Le débat intervenu à l’occasion de la commémoration de la rafle du vélodrome d’hiver, dimanche 22 juillet 2012, donne l’occasion à l’Institut de rappeler les faits suivants.
Le 16 juillet 1992, François Mitterrand, Président de la République, rend hommage aux victimes de la rafle du Vel d’Hiv’ en déposant une gerbe au pied de la stèle commémorative. Le Président est accompagné de Madame Rozette Bryski, rescapée de cette terrible journée.
1/ C’est à l’initiative de François Mitterrand, Président de la République, que cette journée de commémoration annuelle a été instaurée. François Mitterrand en avait fait l’annonce en 1992 ; laquelle sera suivie d’un décret officiel en date du 3 février 1993 instituant une cérémonie annuelle nationale et départementale, à Paris, à Izieu et dans chaque département.
2/ François Mitterrand n’a jamais minimisé le drame du Vel d’Hiv, au contraire. À plusieurs reprises, en tant que Président de la République, il a rappelé à la Nation la nécessité de conserver la mémoire de ce douloureux événement.
Par exemple, à l’automne 1992, interviewé par la télévision israélienne, il qualifiait lui-même le drame du Vel d’Hiv de « drame qui ne peut pas être oublié », dont le souvenir devait « être sauvegardé et honoré ». Il ajoutait que cette rafle était « intolérable », « insupportable pour l’esprit », « donc [un acte] essentiellement condamnable ».
3/ François Mitterrand n’a jamais minimisé la responsabilité du régime de Vichy dans le déroulement de ces événements, au contraire. C’est la raison pour laquelle, dans le décret publié en février 1993 instituant la commémoration nationale, il est justement question « des persécutions racistes et antisémites commises sous l’autorité de fait dite “gouvernement de l’Etat français” », reprenant ainsi la formule de l’ordonnance du 9 août 1944 du général de Gaulle rétablissant la légalité républicaine.

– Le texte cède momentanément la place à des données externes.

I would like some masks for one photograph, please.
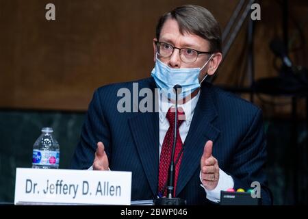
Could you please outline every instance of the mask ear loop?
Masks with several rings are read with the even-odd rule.
[[[205,64],[204,64],[204,66],[201,68],[200,68],[200,71],[201,71],[205,66],[206,66],[206,65],[207,64],[207,63],[209,63],[209,62],[211,60],[211,58],[213,57],[213,56],[214,56],[214,54],[211,54],[211,57],[209,57],[209,59],[207,61],[207,62],[205,62]],[[202,82],[203,82],[203,81],[207,78],[207,73],[205,75],[205,76],[203,77],[203,79],[201,80],[201,82],[200,82],[199,83],[200,84],[201,84],[201,83]]]

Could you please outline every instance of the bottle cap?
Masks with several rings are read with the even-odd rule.
[[[51,127],[44,127],[42,129],[42,132],[52,133],[53,132],[53,128]]]

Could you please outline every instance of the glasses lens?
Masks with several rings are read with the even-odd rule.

Télécharger ici le décret n°93-150 du 3 février 1993
4/ Ce sont ces considérations qui conduisirent François Mitterrand, en tant que Président, à décréter que la République – ceci est explicitement stipulé dans le décret de 1993 – devait aussi honorer toutes les victimes de ces persécutions – déportés politiques et syndicaux, résistants et patriotes, francs-maçons, africains, tziganes, républicains allemands, italiens ou espagnols, homosexuels, etc.

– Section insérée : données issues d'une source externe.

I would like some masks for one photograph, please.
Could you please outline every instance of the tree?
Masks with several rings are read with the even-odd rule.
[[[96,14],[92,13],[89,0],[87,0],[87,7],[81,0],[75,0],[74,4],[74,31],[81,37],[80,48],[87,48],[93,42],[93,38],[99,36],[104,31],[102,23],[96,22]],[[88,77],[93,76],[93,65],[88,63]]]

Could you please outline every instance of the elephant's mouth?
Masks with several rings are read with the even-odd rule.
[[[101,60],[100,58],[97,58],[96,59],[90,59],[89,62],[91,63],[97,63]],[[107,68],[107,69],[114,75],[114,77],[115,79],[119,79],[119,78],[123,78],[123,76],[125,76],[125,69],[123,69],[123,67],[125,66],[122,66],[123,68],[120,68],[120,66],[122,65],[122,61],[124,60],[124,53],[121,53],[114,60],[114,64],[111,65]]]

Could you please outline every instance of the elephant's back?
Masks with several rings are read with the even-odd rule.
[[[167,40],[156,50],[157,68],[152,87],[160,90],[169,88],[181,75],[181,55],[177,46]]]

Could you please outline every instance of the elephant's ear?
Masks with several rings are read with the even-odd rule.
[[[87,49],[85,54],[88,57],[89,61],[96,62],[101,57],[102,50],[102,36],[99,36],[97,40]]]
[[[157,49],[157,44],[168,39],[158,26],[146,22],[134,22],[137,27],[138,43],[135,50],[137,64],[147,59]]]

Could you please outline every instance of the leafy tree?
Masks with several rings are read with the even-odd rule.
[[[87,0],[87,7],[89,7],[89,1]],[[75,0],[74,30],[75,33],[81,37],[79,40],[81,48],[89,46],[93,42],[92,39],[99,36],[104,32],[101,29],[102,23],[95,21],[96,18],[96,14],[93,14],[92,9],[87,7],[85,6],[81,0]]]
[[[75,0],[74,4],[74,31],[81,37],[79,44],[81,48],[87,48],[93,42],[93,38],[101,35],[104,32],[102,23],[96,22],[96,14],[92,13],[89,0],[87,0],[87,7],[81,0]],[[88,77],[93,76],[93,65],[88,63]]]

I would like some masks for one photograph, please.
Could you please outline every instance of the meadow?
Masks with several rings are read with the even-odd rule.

Dans ce but, il choisit la commémoration du Vel d’Hiv, date la plus symbolique pour ceux qui en ont été massivement les premières victimes, les personnes de confession juive, objet d’un génocide incomparable. D’où la date nationale retenue pour cette commémoration — le 16 juillet 1942, début de la rafle –, d’où la commémoration particulière du drame des enfants de la Maison d’Izieu.

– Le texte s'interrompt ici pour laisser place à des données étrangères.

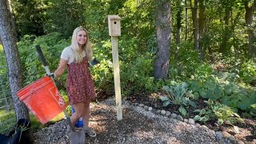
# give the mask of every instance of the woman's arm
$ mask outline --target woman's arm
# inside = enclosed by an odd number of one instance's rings
[[[59,77],[64,73],[65,69],[67,65],[67,62],[68,62],[67,60],[61,58],[60,62],[59,62],[59,66],[58,66],[58,69],[54,71],[55,77]]]

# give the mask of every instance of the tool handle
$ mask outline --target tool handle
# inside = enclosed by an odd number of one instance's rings
[[[48,75],[50,74],[50,71],[49,70],[49,66],[47,66],[47,62],[46,61],[45,57],[43,56],[43,53],[42,51],[42,49],[41,49],[40,46],[39,45],[36,45],[35,48],[36,48],[36,50],[38,51],[38,53],[39,58],[40,58],[42,65],[44,66],[44,67],[45,67],[45,69],[46,70],[46,74]]]
[[[35,48],[37,49],[37,51],[38,51],[38,53],[39,58],[40,58],[40,60],[42,61],[42,65],[43,65],[44,66],[47,66],[47,62],[46,62],[46,59],[45,59],[45,57],[43,56],[43,54],[42,54],[42,50],[41,50],[40,46],[37,45],[37,46],[35,46]]]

5/ François Mitterrand refusait, en tant que Président et donc au nom de la vérité historique et de la République, de reconnaître la responsabilité de celle-ci dans l’exécution des actes antisémites du gouvernement de Vichy ; régime issu du renversement de la République à partir du 11 juillet 1940, date de la création de l’État français.
Le 14 juillet 1992, aux journalistes qui l’interrogeaient sur la responsabilité de « l’État français » dans ces crimes, il rappelait qu’à cette date l’État français « c’était le régime de Vichy, ce n’était pas la République ». Il considérait donc que c’est à Vichy que l’on devait « demander des comptes » mais qu’à l’inverse « la Résistance puis le Gouvernement de de Gaulle, ensuite la IVe République » avaient été « fondés sur le refus de cet État Français ». Aussi, il n’admettait pas « une reconnaissance juridique d’une responsabilité de la République française » (extrait de son interview au journal Yedioth Aharonoth, en 20 novembre 1992).
6/ Ce faisant, François Mitterrand se conformait à l’esprit de l’ordonnance du 9 août 1944, prise par le général de Gaulle, précisant dans son article 1 que « la forme du gouvernement de la France est et demeure la République » et qu’« en droit, celle-ci n’a pas cessé d’exister ». La même ordonnance frappait de nullité l’ensemble des « actes de l’autorité de fait, se disant “gouvernement de l’Etat français” ».
7/ À la suite du décret de 1993, un comité de personnalités représentatives, a été réuni afin de rédiger le texte qui devait figurer sur le monument édifié à l’emplacement des commémorations. Ce texte est le suivant : « la République française, en hommage aux victimes des persécutions racistes et antisémites et des crimes contre l’humanité commis avec la complicité du gouvernement de Vichy, dit “gouvernement de l’État français”. N’oublions jamais ».